In the majority of cases you reach the conclusion that it is over, at least on the objective facts. Often, you have to tell that to someone who believes that it is not over until it is over. In the example under discussion, the judge asked the lady if she expects him to order the man back home. The question spoke to the practical (im)possibility of forcing someone who didn’t want to stay with her to stay with her.

He was in essence, saying that a marital relationship was too personal to be anchored on a court order. It required the willful consent, surrender and participation of both parties. In the olden days society set the norms for marital conduct. Nowadays, families negotiate own constitutions.

Under our laws, divorce is, mainly, fault-based as opposed to failure-based. Except in a minority of circumstances, you have to prove wrongdoing on the part of the other person in order to get a divorce order. You cannot obtain it by simply saying that you no longer love someone, that you have irreconcilable differences, that you grown distant or that you have developed an attraction for a same-sex relationship. The result is chaos. People lie and defame others to get divorce orders. Fights ensue.

Some colleagues suggest that divorce should be failure based. That one should only prove that the marital union has failed to work without having to prove that their spouse is a bad person or that there had been wrongdoing on their part. They say that it is even more unreasonable, where parties agree that their marriage has failed, for the State to demand justification for the failure as a precondition for divorce.

That the State should only be concerned with anciliary issues of marital property and the welfare of the minor children and that marriage should not be reduced to an ordinary contract capable of enforcement by the impersonal remedy of specific performance.

There is some reason in the proposition for accountability. Marriage has far reaching consequences on the personal status and social relations of the parties. It even has consequences on their legal decisions and economic lives. To promote unilateralism within such a context is to be unmindful of the emotional, legal and social implications of the institution.

Some judges would readily grant a divorce order, however light the reasons, on the realisation that the marriage has no future. I have heard one remark that when you force a person to live with someone they don’t want to live with and may in fact no longer like, you are setting up the stage for abuse at best and for murder, at worst.  A declined divorce case may well come back as a murder case.

I did a case once. We resisted a divorce for about two years. She would not budge. As the acrimony heightened and the costs escalated, reality dawned on her that the resistance was actually pushing her even further away from her obstinate husband. She eventually let go and the divorce order was granted. It was a bitter pill, but a necessary one.

About a year passed before I saw her again. She had come to tell me she was getting married and that she had found new love. I cannot say that people should not resist divorces where they consider it warranted. Marriage like divorce are personal decisions. Some resist for religious reasons. Some resist because the divorce grounds are false and spiteful. 

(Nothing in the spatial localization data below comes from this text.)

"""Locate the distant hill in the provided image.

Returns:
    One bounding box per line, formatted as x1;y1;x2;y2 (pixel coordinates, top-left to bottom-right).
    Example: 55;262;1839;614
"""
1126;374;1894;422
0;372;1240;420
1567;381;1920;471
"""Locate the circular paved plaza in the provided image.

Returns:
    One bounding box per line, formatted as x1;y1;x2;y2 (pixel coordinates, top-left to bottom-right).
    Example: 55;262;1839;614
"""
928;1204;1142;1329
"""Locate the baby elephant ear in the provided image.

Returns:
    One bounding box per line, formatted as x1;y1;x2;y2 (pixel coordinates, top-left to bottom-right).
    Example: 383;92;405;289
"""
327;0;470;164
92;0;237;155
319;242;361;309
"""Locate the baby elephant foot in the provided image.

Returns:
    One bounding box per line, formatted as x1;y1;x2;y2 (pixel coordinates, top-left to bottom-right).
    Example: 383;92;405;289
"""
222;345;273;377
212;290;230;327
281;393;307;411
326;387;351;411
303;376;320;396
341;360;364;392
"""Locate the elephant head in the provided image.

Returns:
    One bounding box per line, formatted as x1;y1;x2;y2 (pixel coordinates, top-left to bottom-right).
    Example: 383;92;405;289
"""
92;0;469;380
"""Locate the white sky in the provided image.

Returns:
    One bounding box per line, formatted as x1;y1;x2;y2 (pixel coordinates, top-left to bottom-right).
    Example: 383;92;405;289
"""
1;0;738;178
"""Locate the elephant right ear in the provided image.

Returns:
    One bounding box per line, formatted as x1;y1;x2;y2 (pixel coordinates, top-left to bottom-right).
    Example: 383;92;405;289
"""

I simply say that society needs some commence dialogue on the law of divorce. It is too accusatorial and its application results in more hurt than healing. It cannot be demanded, justifiably, that people who come to court saying that they no longer wish to stay together should be refused that choice on the simple reason that they are unwilling to accuse each other.

Parties suffer too much hurt and expense justifying to society, why they should be allowed to separate. We must instead focus on training more counsellors and assisting couples access free counselling to save their marriages. That’s   society’s proper role.